Geometry-Aware Temporal Fusion: TSSTF Model

Updated 27 September 2025

The paper introduces TSSTF, a model that uses geometry-driven regularizers to integrate spatial detail with temporal dynamics for robust edge preservation.
It employs TGTV and TGEC mechanisms within a constrained convex optimization framework, effectively mitigating noise and spectral variations.
Quantitative evaluations demonstrate TSSTF’s superior performance, maintaining fine structures and improving metrics like PSNR and MSSIM over state-of-the-art methods.
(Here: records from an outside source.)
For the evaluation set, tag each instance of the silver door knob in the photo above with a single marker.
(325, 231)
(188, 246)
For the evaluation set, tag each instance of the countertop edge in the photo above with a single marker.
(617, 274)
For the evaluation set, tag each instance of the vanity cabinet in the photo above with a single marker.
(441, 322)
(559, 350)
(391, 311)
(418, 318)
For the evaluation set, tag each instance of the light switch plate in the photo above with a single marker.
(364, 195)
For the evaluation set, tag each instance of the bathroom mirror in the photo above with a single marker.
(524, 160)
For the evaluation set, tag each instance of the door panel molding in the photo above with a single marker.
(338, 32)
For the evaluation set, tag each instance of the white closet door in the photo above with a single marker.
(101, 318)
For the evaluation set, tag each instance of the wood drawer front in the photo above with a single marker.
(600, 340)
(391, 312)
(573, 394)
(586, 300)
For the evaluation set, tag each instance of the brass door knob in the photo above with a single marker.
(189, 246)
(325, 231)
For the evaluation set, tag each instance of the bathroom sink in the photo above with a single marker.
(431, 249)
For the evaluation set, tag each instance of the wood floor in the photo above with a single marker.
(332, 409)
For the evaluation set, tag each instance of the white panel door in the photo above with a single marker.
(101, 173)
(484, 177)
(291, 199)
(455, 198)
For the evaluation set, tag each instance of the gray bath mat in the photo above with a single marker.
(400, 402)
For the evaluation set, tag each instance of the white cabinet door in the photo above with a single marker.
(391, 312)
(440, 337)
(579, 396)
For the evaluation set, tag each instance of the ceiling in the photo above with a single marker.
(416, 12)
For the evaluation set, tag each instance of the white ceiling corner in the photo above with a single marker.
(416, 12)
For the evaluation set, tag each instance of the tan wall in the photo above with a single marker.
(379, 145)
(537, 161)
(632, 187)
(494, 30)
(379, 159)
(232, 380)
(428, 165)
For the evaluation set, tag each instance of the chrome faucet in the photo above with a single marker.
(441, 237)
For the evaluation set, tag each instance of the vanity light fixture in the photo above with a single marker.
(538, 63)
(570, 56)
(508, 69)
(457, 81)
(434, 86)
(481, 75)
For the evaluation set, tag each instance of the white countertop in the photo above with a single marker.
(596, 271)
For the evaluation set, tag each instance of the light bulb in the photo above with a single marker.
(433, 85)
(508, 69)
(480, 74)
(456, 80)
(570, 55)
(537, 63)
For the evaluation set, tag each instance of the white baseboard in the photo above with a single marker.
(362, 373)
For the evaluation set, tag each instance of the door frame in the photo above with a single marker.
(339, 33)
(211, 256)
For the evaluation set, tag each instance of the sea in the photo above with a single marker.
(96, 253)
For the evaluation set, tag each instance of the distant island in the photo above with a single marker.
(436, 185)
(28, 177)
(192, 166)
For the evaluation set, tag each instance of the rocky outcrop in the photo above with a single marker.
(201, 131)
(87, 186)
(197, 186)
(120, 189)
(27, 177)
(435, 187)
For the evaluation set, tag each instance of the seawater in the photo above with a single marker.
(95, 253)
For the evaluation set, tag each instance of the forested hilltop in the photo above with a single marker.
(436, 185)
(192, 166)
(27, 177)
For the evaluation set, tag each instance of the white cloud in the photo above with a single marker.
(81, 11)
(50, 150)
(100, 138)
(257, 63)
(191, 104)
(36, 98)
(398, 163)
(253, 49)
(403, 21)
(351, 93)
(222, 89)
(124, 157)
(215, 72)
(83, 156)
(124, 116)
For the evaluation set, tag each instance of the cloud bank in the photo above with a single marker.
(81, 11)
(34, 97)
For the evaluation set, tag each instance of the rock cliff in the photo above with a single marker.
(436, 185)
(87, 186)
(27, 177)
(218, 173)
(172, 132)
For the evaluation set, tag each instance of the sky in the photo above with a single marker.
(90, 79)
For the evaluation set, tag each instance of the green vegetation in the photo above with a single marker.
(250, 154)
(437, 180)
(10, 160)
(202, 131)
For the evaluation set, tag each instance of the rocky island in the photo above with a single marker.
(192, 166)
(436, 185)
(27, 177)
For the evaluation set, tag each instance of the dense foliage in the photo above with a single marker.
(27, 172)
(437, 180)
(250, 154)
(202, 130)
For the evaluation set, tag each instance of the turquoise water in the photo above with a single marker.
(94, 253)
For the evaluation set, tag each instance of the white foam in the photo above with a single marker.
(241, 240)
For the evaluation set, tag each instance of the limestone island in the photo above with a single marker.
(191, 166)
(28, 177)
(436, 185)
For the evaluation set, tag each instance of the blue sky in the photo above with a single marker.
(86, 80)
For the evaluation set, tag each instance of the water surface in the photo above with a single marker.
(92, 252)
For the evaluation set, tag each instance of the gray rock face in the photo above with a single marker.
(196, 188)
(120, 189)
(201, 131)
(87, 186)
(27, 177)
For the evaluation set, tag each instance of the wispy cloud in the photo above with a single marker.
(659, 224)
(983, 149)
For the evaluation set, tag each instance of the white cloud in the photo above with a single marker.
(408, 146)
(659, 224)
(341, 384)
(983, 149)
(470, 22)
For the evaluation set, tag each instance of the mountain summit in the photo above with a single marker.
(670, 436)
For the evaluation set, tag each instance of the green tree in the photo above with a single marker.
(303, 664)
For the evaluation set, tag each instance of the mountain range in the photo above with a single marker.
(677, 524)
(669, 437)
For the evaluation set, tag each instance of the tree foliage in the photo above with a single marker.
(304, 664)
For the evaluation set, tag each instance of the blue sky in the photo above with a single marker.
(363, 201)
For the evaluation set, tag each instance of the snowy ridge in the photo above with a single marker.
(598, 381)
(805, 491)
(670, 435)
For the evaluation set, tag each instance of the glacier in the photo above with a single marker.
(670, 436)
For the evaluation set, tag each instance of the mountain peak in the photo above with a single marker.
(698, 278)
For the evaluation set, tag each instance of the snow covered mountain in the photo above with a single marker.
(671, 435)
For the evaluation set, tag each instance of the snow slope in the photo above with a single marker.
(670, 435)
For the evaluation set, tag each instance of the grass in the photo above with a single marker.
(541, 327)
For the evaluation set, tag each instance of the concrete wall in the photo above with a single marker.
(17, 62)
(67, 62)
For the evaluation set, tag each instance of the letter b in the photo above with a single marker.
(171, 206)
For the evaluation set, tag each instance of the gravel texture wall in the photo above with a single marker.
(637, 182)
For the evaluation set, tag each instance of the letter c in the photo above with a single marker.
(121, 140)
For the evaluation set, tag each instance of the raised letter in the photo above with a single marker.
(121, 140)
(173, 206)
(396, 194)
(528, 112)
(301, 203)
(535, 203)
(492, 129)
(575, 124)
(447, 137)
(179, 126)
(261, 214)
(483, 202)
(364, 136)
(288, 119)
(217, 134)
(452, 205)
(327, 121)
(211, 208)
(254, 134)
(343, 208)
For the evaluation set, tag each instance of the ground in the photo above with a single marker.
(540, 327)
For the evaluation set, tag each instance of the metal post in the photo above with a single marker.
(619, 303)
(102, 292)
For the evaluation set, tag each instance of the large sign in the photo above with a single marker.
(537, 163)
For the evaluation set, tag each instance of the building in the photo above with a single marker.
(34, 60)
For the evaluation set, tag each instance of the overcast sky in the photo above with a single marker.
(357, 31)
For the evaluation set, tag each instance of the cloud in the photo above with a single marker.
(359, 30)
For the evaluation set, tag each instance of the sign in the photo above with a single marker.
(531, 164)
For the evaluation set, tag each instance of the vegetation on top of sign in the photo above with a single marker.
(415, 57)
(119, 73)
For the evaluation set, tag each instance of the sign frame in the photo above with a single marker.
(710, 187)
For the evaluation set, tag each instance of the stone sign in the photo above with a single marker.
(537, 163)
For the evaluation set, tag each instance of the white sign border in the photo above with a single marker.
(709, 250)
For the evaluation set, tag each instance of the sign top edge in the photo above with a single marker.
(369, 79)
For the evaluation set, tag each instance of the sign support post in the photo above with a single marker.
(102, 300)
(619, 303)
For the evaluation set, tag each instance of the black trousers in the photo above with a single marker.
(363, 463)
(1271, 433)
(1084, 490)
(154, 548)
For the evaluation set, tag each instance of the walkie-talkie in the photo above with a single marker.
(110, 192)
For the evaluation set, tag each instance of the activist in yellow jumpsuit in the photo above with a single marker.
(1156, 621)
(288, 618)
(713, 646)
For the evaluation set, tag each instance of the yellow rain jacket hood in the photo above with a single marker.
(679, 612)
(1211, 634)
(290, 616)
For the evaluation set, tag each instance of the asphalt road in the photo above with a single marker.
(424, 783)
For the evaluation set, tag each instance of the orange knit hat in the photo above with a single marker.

A geometry-aware temporal fusion scheme refers to algorithmic frameworks that integrate information across both spatial and temporal domains, while explicitly modeling or enforcing geometric structure. In remote sensing, these methods aim to jointly leverage the spatial detail and temporal dynamics across multi-temporal images, ensuring the preservation and robust transfer of geometric (or structural) information despite noise, spectral variation, and measurement degradation. A leading example is the Temporally-Similar Structure-Aware Spatiotemporal Fusion (TSSTF) model, developed specifically for satellite imagery, which employs geometry-driven constraints and regularizations to produce high-fidelity, edge-preserving fused outputs even under challenging noise conditions (Isono et al., 15 Aug 2025).

1. Geometry-Aware Regularization and Constraints

At the foundation of TSSTF are two mechanisms: Temporally-Guided Total Variation (TGTV) and Temporally-Guided Edge Constraint (TGEC), both of which encapsulate geometry-awareness in the temporal fusion process.

TGTV defines an anisotropic regularization function that promotes piecewise smoothness of the reconstructed images but adaptively preserves spatial structures based on guidance from a high-resolution (HR) reference image acquired at a nearby date. For each pixel, TGTV uses directional weights computed as

$w_{i,j}^{(p)} = \exp\left( -\frac{1}{\delta^2} \left| [\mathcal{D}_p h']_{i,j} \right|^2 \right)$

where $h'$ is a median-filtered and channel-averaged guide image, $\delta$ is a sensitivity parameter, and $\mathcal{D}_p$ is the finite difference operator in direction $p \in \{1,2,3,4\}$ . The four spatial directions allow the regularizer to be highly responsive to local edge geometry.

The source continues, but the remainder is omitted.